Trends

Brave New Skin

  • July 1997
  • By Carolyn J. Strange
   

Nature knew what she was doing when she designed skin, the body's largest organ. As a covering for the body, nothing else comes close as a first level of defense against infection, trauma, and dehydration. The problem is that skin is always in short supply for the 4 million people plagued by chronic wounds and the more than 50,000 people hospitalized for burn treatment in the United States each year.

Traditional treatments for these painful and often life-threatening conditions include dressings that protect smaller wounds and passively allow the body to heal. Treatment for large or stubborn wounds may entail skin grafting.
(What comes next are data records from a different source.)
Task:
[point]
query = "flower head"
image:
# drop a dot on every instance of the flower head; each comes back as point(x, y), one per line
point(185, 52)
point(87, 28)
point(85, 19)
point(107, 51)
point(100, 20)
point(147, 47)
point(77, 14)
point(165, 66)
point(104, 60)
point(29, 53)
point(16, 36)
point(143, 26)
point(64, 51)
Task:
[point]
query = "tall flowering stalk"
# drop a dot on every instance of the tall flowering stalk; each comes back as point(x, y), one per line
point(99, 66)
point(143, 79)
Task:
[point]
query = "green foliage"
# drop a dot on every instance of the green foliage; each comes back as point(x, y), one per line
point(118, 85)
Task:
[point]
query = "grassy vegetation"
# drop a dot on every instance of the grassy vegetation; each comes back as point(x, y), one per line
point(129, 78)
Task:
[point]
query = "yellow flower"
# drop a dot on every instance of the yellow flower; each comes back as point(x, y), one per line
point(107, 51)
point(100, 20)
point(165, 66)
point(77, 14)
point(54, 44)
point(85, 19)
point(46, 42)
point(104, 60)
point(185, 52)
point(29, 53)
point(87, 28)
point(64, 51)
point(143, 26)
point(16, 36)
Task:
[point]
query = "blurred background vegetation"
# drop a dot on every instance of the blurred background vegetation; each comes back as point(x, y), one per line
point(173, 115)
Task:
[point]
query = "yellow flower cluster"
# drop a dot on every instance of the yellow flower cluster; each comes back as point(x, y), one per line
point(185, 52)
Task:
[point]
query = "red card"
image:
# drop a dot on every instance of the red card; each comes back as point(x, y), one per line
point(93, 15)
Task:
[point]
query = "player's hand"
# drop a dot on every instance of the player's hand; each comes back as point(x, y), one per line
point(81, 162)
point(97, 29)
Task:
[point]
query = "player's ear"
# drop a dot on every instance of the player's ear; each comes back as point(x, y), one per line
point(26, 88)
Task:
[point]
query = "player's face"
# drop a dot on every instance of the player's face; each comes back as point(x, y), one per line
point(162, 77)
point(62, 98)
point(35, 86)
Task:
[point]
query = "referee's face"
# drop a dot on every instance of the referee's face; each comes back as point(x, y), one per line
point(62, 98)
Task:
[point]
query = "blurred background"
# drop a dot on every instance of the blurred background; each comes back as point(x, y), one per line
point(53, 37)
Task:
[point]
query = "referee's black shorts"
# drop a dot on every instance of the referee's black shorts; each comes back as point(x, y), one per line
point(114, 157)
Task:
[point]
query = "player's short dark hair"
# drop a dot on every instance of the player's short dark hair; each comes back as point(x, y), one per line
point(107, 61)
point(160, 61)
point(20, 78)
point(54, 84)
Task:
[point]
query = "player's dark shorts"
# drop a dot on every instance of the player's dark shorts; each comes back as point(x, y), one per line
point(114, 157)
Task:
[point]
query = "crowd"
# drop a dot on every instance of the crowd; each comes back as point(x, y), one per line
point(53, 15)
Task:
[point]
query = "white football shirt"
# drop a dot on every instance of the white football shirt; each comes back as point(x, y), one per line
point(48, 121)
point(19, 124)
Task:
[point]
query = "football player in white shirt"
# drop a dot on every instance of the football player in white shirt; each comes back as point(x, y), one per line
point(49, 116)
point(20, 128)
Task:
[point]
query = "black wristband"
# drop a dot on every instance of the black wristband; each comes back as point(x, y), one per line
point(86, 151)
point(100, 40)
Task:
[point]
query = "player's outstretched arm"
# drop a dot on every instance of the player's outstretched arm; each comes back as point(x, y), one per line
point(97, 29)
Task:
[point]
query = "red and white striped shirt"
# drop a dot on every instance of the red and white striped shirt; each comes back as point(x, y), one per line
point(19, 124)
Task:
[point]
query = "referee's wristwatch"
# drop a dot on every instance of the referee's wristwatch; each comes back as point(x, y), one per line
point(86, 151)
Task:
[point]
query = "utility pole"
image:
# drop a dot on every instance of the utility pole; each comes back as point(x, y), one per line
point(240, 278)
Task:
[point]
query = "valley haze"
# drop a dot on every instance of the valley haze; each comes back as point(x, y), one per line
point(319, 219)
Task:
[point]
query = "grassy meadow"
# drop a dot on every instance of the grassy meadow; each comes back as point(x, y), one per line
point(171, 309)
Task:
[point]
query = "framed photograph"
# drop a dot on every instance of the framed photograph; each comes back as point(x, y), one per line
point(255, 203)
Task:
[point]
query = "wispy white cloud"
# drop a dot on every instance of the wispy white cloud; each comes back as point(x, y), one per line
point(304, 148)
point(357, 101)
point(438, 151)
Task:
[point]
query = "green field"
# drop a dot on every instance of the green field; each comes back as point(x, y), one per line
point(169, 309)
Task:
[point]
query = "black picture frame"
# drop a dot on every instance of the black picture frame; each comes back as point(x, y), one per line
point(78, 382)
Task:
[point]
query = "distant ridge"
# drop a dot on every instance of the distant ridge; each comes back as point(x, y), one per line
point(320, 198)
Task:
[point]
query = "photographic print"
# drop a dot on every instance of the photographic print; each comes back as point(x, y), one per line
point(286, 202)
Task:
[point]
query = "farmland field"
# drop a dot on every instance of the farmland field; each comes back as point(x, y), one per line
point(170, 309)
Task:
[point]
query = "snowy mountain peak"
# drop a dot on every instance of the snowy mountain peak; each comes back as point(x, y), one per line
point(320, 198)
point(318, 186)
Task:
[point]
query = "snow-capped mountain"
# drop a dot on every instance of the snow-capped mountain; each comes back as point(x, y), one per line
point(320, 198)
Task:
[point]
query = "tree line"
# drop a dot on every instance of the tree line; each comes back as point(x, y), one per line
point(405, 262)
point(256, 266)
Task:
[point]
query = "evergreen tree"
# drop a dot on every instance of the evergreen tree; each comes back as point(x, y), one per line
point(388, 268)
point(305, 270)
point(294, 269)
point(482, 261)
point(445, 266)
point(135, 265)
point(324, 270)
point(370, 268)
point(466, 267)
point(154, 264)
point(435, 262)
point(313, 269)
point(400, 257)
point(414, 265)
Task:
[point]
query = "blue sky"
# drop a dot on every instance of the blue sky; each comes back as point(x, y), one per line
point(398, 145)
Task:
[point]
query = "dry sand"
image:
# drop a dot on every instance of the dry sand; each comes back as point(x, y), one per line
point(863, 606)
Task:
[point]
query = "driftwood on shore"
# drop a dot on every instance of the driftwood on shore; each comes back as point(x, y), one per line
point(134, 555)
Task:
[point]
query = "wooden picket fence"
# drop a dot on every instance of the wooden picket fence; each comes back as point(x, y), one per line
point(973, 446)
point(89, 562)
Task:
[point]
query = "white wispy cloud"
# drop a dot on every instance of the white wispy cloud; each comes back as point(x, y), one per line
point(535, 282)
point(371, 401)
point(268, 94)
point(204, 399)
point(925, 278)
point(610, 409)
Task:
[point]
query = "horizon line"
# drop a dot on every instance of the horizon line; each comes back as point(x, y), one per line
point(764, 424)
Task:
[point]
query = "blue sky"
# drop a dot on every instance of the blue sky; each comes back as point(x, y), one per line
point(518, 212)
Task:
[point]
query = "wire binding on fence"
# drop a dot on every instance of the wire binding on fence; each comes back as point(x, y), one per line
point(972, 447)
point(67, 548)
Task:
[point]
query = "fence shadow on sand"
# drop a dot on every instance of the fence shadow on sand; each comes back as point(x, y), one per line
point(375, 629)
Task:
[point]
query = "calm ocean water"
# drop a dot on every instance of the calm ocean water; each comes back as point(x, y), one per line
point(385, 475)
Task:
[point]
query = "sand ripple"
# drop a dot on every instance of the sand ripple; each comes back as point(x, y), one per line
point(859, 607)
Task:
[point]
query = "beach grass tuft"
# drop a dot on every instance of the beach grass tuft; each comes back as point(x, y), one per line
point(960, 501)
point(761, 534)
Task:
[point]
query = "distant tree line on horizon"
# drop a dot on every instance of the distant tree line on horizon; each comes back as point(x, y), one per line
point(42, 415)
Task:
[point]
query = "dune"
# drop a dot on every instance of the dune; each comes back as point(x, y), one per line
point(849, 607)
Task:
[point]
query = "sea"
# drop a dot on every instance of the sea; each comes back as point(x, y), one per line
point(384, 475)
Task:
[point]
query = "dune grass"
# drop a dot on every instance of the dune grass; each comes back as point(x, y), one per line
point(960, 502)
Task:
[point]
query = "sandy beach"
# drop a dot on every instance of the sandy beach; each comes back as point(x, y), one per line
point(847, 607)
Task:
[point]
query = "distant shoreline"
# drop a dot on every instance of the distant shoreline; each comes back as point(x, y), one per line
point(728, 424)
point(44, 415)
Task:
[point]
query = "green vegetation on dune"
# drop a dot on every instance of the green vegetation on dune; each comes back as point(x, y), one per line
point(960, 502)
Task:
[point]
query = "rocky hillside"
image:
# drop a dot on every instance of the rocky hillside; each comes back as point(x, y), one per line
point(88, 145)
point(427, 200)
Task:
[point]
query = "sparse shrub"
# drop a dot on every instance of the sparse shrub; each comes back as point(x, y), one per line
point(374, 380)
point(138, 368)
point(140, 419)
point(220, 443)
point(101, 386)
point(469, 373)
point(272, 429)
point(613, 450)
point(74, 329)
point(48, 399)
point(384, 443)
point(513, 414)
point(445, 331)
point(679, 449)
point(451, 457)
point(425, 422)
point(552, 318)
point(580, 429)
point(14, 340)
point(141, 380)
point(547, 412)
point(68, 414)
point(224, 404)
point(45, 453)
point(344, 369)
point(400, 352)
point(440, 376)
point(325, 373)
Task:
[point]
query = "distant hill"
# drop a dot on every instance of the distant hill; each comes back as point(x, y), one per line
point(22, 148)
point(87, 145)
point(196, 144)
But a skin-graft operation requires hospitalization and creates another wound at the donor site. And after a great deal of pain, trouble, and expense the graft simply doesn't always survive.

Dissatisfied with these conventional treatments, researchers in the 1980s eagerly tried to isolate naturally occurring growth factors that promote healing. But the results with single growth factors have been generally disappointing because wound healing has turned out to be more complex than researchers originally thought, and figuring out which factors to daub on a wound, when, and at what dose remains a daunting task.

Scientists have therefore turned to cultured skin, hoping that it would not only provide a much needed covering but also be ready to use off the shelf without the need for donor matching. In fact, one novel type of cultured skin, called Apligraf Living Skin Equivalent, has shown great promise in that regard. According to its manufacturer, Organogenesis of Canton, Mass., when the living-skin tissue was used in clinical studies on patients with venous ulcers, which normally occur on the legs and feet as a result of abnormal blood drainage, wounds healed on average in 57 days. Comparable wounds treated with standard therapy using pressure dressings healed on average in 181 days. And 57 percent of patients who had battled their ulcers for more than a year saw their wounds close completely, compared with 17 percent of those receiving conventional treatment.